166 lines (132 loc) · 9.44 KB

OpenCensus Service Design Specs

This document describes the architecture design and implementation of OpenCensus Agent and OpenCensus Collector.

Table of contents

Goals

  • Allow enabling/configuring of exporters lazily. After deploying code, optionally run a daemon on the host and it will read the collected data and upload to the configured backend.
  • Binaries can be instrumented without thinking about the exporting story. Allows open source binary projects (e.g. web servers like Caddy or Istio Mixer) to adopt OpenCensus without having to link any exporters into their binary.
  • Easier to scale the exporter development. Not every language has to implement support for each backend.
  • Custom daemons containing only the required exporters compiled in can be created.

OpenCensus Agent

Architecture Overview

On a typical VM/container, there are user applications running in some processes/pods with OpenCensus Library (Library). Previously, Library did all the recording, collecting, sampling and aggregation on spans/stats/metrics, and exported them to other persistent storage backends via the Library exporters, or displayed them on local zpages. This pattern has several drawbacks, for example:

  1. For each OpenCensus Library, exporters/zpages need to be re-implemented in native languages.
  2. In some programming languages (e.g Ruby, PHP), it is difficult to do the stats aggregation in process.
  3. To enable exporting OpenCensus spans/stats/metrics, application users need to manually add library exporters and redeploy their binaries. This is especially difficult when there’s already an incident and users want to use OpenCensus to investigate what’s going on right away.
  4. Application users need to take the responsibility in configuring and initializing exporters. This is error-prone (e.g they may not set up the correct credentials\monitored resources), and users may be reluctant to “pollute” their code with OpenCensus.

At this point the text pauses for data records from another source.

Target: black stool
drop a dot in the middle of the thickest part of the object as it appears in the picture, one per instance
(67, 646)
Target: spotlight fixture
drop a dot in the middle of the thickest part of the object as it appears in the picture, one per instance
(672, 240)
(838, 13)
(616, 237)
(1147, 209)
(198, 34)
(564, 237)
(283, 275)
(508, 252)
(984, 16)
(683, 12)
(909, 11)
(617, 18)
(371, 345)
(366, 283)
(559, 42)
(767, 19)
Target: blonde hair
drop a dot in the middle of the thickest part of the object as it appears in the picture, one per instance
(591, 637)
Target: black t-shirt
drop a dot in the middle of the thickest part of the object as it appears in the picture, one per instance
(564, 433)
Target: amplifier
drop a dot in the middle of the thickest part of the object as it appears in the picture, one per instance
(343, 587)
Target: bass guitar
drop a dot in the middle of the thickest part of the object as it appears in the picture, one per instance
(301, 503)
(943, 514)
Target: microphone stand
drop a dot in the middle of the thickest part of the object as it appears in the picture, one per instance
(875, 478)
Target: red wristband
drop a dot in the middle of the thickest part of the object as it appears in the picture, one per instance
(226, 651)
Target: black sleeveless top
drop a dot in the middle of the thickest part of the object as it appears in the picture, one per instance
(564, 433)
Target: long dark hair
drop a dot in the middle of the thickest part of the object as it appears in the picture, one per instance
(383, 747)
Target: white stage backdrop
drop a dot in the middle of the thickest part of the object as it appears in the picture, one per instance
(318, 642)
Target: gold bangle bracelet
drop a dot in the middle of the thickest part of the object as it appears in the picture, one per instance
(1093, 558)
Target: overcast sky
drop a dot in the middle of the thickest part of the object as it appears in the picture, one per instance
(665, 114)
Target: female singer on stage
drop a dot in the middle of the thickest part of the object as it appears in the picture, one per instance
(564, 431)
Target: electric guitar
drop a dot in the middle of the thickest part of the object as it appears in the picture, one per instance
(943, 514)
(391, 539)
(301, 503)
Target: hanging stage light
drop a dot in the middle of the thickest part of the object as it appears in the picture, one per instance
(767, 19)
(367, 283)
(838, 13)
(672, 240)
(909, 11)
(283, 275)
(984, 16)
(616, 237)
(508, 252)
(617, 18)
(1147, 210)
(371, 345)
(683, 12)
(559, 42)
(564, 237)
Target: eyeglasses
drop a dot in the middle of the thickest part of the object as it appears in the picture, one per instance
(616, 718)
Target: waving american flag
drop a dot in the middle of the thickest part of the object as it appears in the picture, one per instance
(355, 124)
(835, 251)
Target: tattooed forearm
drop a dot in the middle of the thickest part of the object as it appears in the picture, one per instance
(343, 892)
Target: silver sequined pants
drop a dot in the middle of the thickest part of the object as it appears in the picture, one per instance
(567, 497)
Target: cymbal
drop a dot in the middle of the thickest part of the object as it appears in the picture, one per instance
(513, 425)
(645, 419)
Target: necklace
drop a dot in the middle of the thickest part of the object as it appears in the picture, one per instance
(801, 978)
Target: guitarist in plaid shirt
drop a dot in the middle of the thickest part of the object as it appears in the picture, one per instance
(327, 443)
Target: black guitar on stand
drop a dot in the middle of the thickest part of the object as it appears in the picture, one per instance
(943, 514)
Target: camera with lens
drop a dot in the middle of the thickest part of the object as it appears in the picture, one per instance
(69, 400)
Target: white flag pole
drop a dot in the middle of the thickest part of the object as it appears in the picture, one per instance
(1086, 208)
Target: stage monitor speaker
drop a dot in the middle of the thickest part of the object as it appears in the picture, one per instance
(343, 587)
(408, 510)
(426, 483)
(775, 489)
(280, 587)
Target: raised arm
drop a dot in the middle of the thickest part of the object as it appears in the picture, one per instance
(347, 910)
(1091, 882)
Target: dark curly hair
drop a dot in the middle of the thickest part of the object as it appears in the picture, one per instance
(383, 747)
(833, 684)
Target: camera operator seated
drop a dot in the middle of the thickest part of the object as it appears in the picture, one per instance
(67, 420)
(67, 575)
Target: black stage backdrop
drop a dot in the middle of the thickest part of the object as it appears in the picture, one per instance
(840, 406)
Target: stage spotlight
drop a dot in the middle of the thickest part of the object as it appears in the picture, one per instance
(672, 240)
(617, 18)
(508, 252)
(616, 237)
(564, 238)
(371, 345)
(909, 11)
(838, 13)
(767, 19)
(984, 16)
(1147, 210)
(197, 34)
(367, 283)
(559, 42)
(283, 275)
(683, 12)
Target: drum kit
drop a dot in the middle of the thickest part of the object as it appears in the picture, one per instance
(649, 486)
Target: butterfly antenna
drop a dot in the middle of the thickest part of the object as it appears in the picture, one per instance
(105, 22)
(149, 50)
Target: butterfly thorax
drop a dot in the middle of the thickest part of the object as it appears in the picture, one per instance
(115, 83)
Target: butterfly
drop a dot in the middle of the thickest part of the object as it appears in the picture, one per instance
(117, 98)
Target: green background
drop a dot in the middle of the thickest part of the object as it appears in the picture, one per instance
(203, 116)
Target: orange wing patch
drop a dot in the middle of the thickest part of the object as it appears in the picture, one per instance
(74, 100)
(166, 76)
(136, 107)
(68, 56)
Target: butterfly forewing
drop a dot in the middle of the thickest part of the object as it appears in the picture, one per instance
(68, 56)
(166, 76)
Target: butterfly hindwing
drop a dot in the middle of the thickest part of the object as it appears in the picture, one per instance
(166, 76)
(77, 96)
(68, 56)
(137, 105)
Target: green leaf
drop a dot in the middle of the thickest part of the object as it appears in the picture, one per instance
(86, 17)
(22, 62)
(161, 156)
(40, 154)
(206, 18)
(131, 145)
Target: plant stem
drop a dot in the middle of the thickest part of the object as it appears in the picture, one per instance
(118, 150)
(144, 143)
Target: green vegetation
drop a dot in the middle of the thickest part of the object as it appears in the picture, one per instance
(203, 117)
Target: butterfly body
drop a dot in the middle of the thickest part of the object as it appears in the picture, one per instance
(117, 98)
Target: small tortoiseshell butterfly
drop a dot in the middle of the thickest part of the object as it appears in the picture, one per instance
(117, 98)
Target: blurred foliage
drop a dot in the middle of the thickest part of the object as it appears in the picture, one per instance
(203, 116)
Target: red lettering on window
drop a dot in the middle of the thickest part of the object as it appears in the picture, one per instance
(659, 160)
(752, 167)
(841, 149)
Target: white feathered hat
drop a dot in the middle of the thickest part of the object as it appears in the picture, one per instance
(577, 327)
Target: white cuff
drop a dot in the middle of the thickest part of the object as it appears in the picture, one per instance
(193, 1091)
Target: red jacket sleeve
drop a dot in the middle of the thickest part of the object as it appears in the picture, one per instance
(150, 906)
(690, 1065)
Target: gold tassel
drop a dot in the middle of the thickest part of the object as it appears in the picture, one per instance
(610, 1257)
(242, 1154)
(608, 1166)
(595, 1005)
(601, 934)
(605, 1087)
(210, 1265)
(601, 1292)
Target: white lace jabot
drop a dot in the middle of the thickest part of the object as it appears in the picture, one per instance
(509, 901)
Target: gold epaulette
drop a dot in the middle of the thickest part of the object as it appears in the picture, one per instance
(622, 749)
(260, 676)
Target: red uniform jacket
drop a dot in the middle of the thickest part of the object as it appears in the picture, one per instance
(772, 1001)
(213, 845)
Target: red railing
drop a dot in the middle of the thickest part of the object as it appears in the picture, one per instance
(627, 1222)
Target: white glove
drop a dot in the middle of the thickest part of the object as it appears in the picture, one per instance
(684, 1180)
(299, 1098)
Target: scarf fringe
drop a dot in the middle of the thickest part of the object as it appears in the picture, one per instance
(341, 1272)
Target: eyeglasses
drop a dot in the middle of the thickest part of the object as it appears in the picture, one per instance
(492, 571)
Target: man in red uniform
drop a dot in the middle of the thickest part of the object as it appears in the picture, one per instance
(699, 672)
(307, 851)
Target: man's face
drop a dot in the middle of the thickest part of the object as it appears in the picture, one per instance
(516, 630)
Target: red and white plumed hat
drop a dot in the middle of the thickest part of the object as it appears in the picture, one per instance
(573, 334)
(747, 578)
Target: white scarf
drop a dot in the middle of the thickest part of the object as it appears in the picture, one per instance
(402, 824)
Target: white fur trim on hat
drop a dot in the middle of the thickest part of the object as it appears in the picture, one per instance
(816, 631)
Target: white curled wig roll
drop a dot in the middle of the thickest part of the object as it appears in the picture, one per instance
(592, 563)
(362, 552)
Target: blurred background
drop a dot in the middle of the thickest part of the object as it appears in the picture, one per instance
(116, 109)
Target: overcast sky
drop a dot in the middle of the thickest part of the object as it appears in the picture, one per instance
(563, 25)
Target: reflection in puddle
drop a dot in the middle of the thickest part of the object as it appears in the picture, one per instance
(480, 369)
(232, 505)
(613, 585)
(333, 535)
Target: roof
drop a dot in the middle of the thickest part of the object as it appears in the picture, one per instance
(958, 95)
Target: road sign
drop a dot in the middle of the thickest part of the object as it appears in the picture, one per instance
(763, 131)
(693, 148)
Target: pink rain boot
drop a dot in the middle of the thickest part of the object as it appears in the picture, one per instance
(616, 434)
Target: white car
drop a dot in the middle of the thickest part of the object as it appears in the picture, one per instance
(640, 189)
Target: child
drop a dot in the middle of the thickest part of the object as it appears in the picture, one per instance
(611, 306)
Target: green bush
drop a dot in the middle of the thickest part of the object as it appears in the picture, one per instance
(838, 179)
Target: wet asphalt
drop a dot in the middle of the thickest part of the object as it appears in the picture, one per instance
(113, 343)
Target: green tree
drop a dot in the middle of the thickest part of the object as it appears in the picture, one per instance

To resolve the issues above, we are introducing OpenCensus Agent (Agent). Agent runs as a daemon in the VM/container and can be deployed independent of Library. Once Agent is deployed and running, it should be able to retrieve spans/stats/metrics from Library, export them to other backends. We MAY also give Agent the ability to push configurations (e.g sampling probability) to Library. For those languages that cannot do stats aggregation in process, they should also be able to send raw measurements and have Agent do the aggregation.

agent-architecture

For developers/maintainers of other libraries: Agent can also be extended to accept spans/stats/metrics from other tracing/monitoring libraries, such as Zipkin, Prometheus, etc. This is done by adding specific recevers. See Receivers for details.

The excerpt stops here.